But despite this niggle of anxiety, the three weeks they'd been, in Bethnal Green with George had been the happiest time Anne remembered in her short life.
Good food, warmth and the secure, calm atmosphere were a great part of it. Not a day passed without Anne noticing amazing improvements in Paul. He had put on weight, his bruises had faded, he was less nervous, sometimes he even managed to ask a question or comment on something of his own volition.
Pleasing though Paul's happiness was, Anne's great delight was in suddenly finding herself able to look ahead. She had always been good at household chores; cleaning the cooker, scrubbing the floor and polishing furniture were second nature to her. But the challenge of turning George's house into a home appealed to her creative side.
The stall's stock was now up in a spare room on the top floor, the car engine out in the back yard and the piles of shirts ironed and hung up in wardrobes. But while Harry and George were impressed by her housekeeping skills, they praised her talents at drawing and sewing still more.
Harry bought her a box of expensive paints and George brought home remnants of material and even a wonderful teenage doll with long blonde hair, so she could make it clothes. Sitting at the table in the lounge armed with scissors, reels of cotton and scraps of lace, she could immerse herself in a fantasy world of high fashion.
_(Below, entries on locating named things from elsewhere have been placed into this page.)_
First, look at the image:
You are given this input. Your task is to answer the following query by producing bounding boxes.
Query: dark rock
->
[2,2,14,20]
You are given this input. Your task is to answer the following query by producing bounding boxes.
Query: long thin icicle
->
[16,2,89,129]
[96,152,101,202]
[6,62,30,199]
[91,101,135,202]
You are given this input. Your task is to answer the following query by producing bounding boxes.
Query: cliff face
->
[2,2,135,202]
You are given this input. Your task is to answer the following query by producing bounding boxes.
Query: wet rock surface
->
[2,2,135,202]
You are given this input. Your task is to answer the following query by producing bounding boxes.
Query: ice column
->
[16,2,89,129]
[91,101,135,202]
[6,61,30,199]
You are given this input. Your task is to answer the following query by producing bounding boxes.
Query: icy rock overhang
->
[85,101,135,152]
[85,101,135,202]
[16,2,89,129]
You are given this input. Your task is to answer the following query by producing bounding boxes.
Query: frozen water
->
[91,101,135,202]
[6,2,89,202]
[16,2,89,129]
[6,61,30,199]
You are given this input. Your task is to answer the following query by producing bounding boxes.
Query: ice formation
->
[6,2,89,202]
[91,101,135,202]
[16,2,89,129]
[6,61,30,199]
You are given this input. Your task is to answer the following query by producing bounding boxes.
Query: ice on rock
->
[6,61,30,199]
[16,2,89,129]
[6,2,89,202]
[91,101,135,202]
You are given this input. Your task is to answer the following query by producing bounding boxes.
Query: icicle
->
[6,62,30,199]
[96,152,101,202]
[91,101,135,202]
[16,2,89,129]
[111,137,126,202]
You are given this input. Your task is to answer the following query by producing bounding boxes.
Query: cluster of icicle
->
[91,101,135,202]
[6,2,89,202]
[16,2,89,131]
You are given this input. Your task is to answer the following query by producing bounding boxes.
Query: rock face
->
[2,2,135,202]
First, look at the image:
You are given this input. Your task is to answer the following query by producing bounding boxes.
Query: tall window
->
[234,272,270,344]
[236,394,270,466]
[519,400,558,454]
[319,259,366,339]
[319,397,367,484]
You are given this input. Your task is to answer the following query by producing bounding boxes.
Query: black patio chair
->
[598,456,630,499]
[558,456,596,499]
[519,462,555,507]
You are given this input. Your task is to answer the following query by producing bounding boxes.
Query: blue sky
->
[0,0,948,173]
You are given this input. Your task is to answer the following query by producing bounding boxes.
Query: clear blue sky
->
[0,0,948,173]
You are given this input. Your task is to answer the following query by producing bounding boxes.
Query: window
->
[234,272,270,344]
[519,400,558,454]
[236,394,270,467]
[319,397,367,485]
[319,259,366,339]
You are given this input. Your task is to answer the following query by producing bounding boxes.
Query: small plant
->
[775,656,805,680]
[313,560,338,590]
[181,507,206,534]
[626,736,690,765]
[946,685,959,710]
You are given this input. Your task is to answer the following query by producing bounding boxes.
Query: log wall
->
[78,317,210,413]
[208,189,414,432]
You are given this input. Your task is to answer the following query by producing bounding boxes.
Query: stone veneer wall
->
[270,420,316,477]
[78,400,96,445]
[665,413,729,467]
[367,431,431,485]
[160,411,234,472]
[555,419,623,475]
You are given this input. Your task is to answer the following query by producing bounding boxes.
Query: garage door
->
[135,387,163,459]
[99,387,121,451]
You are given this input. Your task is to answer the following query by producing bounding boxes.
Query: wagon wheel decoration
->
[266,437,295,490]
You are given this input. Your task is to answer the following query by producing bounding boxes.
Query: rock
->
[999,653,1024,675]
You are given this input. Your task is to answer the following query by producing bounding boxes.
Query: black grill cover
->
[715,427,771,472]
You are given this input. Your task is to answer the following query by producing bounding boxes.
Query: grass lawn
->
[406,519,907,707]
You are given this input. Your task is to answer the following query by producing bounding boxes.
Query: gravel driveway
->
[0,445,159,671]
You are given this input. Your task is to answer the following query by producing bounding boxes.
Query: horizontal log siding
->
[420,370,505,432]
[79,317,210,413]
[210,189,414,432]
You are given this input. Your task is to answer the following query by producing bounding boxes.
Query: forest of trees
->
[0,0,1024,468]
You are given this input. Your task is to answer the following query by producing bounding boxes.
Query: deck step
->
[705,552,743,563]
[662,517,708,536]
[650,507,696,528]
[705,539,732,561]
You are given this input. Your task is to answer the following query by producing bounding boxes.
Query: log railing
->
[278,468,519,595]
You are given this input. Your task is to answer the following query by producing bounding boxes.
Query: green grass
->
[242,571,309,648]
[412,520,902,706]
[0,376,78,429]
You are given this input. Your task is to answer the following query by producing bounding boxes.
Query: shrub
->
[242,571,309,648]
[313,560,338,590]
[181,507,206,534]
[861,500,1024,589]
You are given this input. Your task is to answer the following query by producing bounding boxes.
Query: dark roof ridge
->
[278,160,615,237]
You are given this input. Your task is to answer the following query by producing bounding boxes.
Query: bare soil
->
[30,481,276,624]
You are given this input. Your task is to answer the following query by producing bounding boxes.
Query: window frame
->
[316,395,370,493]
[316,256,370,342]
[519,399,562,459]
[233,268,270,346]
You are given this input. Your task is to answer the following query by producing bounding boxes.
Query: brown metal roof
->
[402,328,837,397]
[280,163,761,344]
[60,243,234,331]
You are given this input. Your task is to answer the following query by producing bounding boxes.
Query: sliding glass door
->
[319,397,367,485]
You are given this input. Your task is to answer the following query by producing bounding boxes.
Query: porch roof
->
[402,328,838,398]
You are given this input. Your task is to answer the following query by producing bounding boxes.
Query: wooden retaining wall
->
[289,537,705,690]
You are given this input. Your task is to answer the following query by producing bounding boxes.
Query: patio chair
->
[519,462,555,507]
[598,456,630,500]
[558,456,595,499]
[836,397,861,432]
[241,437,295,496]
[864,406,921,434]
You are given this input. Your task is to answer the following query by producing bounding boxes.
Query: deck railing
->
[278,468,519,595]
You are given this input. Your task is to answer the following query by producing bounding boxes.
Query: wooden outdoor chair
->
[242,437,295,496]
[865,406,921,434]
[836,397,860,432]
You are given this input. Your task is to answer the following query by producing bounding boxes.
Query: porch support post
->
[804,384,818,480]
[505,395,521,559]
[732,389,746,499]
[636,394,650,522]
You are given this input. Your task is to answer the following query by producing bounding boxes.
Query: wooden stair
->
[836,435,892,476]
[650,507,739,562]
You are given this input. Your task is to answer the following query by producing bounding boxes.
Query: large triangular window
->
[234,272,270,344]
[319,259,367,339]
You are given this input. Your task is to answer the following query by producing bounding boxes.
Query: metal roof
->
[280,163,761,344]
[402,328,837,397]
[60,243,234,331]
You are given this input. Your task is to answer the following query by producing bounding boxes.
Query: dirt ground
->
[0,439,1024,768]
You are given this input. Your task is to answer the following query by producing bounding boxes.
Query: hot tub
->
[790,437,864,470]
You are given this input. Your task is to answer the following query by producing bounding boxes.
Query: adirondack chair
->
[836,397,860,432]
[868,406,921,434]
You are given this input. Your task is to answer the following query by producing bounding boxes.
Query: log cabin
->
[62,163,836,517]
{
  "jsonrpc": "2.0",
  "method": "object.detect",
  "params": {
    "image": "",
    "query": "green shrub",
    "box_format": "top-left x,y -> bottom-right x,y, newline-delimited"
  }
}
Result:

There was noise here like there was in Whitechapel, traffic at the front, trains at the back, but it was subdued, just a comfortable hum in the background. Beyond the net curtains she saw the trees, the strip of grass where old men sometimes sat in the sunshine to chat. Across the busy road was the park George called 'Barmy Park', named because the library had once been a lunatic asylum. St John's Church on the corner of Roman Road made her think of the palaces she used to build for Paul out of building bricks, a big, plain square church with only a small dome on top to give it a bit of dignity.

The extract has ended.